Manulife Hong Kong's 2020 earnings up 10% despite turbulent year

CEO hails agency force's "outstanding" performance

Manulife Hong Kong's 2020 earnings up 10% despite turbulent year

Insurance News

By Gabriel Olano

Manulife Hong Kong and Macau has revealed that earnings for the fourth quarter and full year of 2020 both grew to record highs despite significant headwinds caused by the COVID-19 pandemic.

The company reported core earnings of HK$6.3 billion in 2020, up 10% from 2019, and HK$1.8 billion in the fourth quarter 2020, up 10% from the same period of the prior year. Manulife attributed the growth to a strong performance of its agency force.

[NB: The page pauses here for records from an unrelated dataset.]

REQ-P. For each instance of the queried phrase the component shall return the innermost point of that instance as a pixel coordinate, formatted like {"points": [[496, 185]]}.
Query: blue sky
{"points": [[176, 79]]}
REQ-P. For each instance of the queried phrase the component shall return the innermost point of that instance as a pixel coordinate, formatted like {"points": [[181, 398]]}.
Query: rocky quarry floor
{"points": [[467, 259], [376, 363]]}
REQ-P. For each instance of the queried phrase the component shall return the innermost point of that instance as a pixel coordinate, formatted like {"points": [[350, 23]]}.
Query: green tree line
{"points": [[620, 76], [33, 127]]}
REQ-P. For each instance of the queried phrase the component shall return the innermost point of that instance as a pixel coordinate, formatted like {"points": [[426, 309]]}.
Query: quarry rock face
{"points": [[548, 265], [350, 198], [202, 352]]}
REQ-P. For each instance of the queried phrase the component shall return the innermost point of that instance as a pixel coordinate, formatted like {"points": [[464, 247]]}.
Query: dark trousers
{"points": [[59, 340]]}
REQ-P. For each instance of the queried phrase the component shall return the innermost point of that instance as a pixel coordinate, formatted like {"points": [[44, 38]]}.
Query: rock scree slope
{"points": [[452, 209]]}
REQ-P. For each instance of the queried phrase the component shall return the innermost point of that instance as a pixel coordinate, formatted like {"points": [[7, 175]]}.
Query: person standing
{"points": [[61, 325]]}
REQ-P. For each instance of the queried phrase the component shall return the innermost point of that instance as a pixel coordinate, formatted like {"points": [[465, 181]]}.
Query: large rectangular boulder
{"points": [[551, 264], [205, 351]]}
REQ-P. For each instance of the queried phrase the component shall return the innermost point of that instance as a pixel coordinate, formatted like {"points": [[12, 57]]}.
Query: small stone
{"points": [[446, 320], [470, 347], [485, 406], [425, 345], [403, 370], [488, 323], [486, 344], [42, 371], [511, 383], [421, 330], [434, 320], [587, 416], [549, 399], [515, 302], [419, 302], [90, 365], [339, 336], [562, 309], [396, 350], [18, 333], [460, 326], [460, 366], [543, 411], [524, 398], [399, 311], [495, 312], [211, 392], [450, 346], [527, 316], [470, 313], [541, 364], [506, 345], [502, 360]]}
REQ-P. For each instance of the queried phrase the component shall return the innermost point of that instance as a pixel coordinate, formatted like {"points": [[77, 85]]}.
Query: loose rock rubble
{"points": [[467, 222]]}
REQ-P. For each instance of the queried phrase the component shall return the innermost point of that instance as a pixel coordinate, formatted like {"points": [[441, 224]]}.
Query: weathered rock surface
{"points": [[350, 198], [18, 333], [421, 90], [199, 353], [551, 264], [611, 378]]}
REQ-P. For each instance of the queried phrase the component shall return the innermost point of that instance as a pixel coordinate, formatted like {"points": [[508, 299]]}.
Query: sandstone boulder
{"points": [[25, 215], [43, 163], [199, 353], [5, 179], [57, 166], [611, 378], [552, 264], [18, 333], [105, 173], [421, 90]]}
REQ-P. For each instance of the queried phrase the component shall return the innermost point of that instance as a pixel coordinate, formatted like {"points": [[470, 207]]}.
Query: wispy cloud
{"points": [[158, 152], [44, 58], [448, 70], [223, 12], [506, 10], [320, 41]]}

Annualised premium equivalent (APE) sales totalled HK$6.0 billion in 2020, down 10% from 2019, and HK$1.5 billion in the fourth quarter 2020, down 15% year-on-year. Meanwhile, new business value was at HK$3.6 billion in 2020, down 14% from 2019, and HK$1.0 billion in the fourth quarter, down 15%.

“We delivered record-level core earnings in both reporting periods. Faced with an enormous, year-long challenge, this is a true reflection of resilience of our team and the strength of the Manulife Hong Kong franchise,” said Damien Green (pictured centre, with his executive team), Manulife Hong Kong and Macau CEO. “Over the year our team was impeccable in its execution driven by a winning mindset at all times.”

Green hailed the performance of the company’s agency force as “outstanding”. Agency remains the company’s main distribution channel, contributing 70% of APE sales in 2020. While total APE decreased by 10% for the year, agency APE sales declined by only 2%, according to Green.

“Our agency APE sales saw a rebound in November and December driven by factors including strong productivity,” he added. “Our active recruitment drive also helped us deliver an agency headcount growth of 6% year over year and we finished 2020 with a new record of 10,706 agents.”

Laying out plans for 2021, Green said Manulife will be actively recruiting for its agency force, with a long-term goal of double-digit growth in annual headcount. The company has also set aside over HK$230 million to invest in digital tools for customers and agents.

“For 2021, we will continue with our ambitious plans to drive our growth agenda and meet customer needs,” Green said. “We’ll also continue to deliver new health and retirement solutions and customer services, bearing in mind the increasing protection needs in Hong Kong, Macau and other cities in the Greater Bay Area.”